Sonra kanadını kolumun altına taktı, salonun öteki ucundaki büyük pencereye götürdü beni. Tuvalini bu pencerenin önüne koymuş, yeni bitirdiği pastel bir resmi salona doğru çevirmişti. Öylesine etkili bir çalışmaydı ki, daha yeni ölmüş, dokunsan sıcaklığını duyabileceğim, çok yakından tanıdığım bir kadınla yüz yüze kalmış gibi oldum. Tüylerim ürperdi. Kendi ölümüne ağlarken iki damla göz yaşı, göz çukurlarında iki kocaman kristal tanesi gibi yuvalanmıştı. Resme yaklaştıkça bu tanelerin belirginliği kalmıyor, dağılıyordu. Etkilendiğimi, görünce ‘şarkılarda ağlar’ dedi usulca. O anda şiddetli bir kalp kriziyle bende ölebilirdim, ya da yoldayken bir kamyon üstümden geçebilirdi.

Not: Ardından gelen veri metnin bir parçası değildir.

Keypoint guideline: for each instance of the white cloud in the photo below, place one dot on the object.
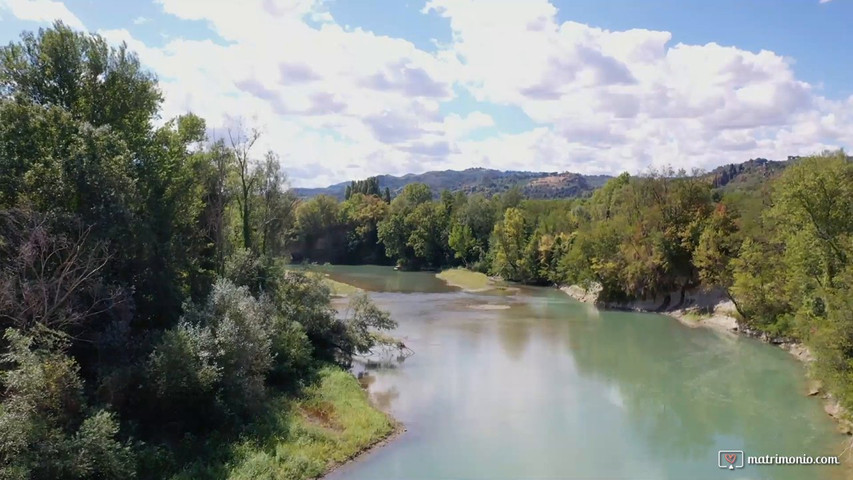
(45, 11)
(629, 99)
(340, 103)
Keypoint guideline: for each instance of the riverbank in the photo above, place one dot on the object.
(713, 309)
(327, 425)
(466, 279)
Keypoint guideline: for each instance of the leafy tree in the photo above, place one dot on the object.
(46, 429)
(510, 238)
(320, 228)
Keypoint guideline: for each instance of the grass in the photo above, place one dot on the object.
(466, 279)
(303, 438)
(340, 289)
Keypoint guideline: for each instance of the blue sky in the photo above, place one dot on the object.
(349, 88)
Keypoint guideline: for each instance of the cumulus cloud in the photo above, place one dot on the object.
(44, 11)
(340, 103)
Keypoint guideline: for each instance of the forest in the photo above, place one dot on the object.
(149, 315)
(148, 319)
(780, 247)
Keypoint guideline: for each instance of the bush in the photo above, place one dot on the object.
(45, 432)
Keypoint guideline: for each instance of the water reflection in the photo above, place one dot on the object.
(549, 389)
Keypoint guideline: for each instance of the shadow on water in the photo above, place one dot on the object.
(549, 388)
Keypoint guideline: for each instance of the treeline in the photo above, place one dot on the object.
(145, 312)
(781, 250)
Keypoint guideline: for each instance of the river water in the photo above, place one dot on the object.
(527, 383)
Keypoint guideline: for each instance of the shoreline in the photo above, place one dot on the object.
(720, 316)
(397, 430)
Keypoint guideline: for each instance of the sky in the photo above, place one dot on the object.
(345, 89)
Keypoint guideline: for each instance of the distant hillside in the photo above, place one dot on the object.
(482, 180)
(746, 175)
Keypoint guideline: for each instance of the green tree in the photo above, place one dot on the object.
(510, 238)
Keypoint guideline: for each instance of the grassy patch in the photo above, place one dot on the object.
(466, 279)
(693, 316)
(340, 289)
(302, 438)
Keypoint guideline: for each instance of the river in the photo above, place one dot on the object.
(531, 384)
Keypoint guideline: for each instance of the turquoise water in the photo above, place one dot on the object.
(535, 385)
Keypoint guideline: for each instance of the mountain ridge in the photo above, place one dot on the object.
(481, 180)
(541, 185)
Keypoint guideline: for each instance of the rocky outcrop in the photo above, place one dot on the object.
(712, 308)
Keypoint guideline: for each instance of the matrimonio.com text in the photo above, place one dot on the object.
(735, 459)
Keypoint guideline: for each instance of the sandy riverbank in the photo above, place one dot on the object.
(713, 309)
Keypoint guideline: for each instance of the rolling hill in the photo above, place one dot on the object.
(482, 180)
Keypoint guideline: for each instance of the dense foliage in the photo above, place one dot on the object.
(145, 310)
(778, 241)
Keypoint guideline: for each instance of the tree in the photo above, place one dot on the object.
(277, 208)
(46, 429)
(81, 74)
(463, 243)
(509, 240)
(51, 283)
(319, 224)
(241, 142)
(718, 245)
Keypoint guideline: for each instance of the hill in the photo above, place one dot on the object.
(746, 175)
(482, 180)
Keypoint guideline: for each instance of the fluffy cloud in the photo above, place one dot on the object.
(41, 11)
(342, 103)
(629, 99)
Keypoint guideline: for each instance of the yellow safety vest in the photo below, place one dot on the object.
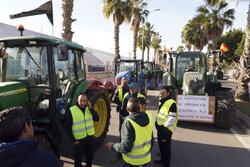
(126, 94)
(141, 151)
(82, 123)
(163, 114)
(120, 93)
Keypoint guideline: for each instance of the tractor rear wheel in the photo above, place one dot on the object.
(225, 112)
(101, 104)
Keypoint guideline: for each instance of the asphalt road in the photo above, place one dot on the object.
(193, 144)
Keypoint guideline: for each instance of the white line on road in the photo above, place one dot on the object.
(243, 141)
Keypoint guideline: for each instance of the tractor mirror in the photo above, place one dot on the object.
(62, 53)
(2, 52)
(58, 92)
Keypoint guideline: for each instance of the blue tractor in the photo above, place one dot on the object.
(133, 71)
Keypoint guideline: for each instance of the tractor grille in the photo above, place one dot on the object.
(193, 76)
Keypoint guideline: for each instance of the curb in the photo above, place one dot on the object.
(243, 122)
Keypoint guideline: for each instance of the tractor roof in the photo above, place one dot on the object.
(124, 60)
(14, 40)
(191, 54)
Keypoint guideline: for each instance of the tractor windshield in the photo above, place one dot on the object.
(190, 62)
(22, 63)
(148, 66)
(127, 66)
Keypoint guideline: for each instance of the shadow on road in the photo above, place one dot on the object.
(202, 127)
(207, 155)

Kafatasım parçalanırken son kez ağlayabilirdim. Tükenen saniyelerde aklımdan neler akardı acaba. Kendisine haksızlık ettiğim, hiçbir zaman karşılaşmayacağım ama hep karşılaşma umudu taşıdığım insan gelirdi belki gözlerimin önüne. Usulca dokunurdum ellerine, özür diler, sonra da ölümüme ağlardım. Yaşamla ölüm arasındaki o incecik geçiş çizgisine beni bir anda nasılda yaklaştırmıştı. Çok uzağınızda gibi görünen şey meğer ne kadar da yakında olabilirmiş diye düşünerek ürperdim. Anladı, derhal elimden tutup yana çekti, yavaşça balkona doğru yürüdük. Cam kapının önünde bir koltuk gösterdi, oturdum..

‘Ne içersin?’ diye sordu. ‘Kahveye çağırdın ya.’ Güldü. ‘Şampanya da içebiliriz. Konyak da, ne istersen?’ ‘Konyak,’ dedim. Vitrine doğru gitti, arkadan baktım, tenis sahasındaki o vahşi, o atılgan kadından iz bile yoktu. Alımlılığı daha bir belirginleşmiş zarif bir kadındı. Bakışlarımı arkasında hissetmiş olabilir endişesiyle gözlerimi salona çevirdim..

İçeriyi çiçeklerle bezemiş, her çiçeğin dibinde, minicik figürler, heykelcikler, süs eşyaları yerleştirmiş, çiçek dallarına rengarenk ampuller takmıştı. Kim bilir ne güzel çağrışımlar yapmak üzere yeni yılı bekliyordu hepsi. Çiçeklerin arkasındaki dip köşede çerçevesi oymalı eski bir boy aynası vardı. Önünde yer minderleri. Minderler çocukluğumun geçtiği sekili, sekinin üstü halı yastıklı eve götürdü beni. İçime sevinç kıvılcımları serpildi. Minderlerin üzerinde birkaç ressam katalogu açık duruyordu. Ders kitaplarımı anımsadım. Sonra raflara kaydı bakışlarım. Yirmi dört yaşındaki bir insanın sahip olabileceğinden bir kaç kat daha fazla kitap ve plaklarla doluydu raflar. Yerime ısınmadan kalkıp onları gözden geçirmeye başladım..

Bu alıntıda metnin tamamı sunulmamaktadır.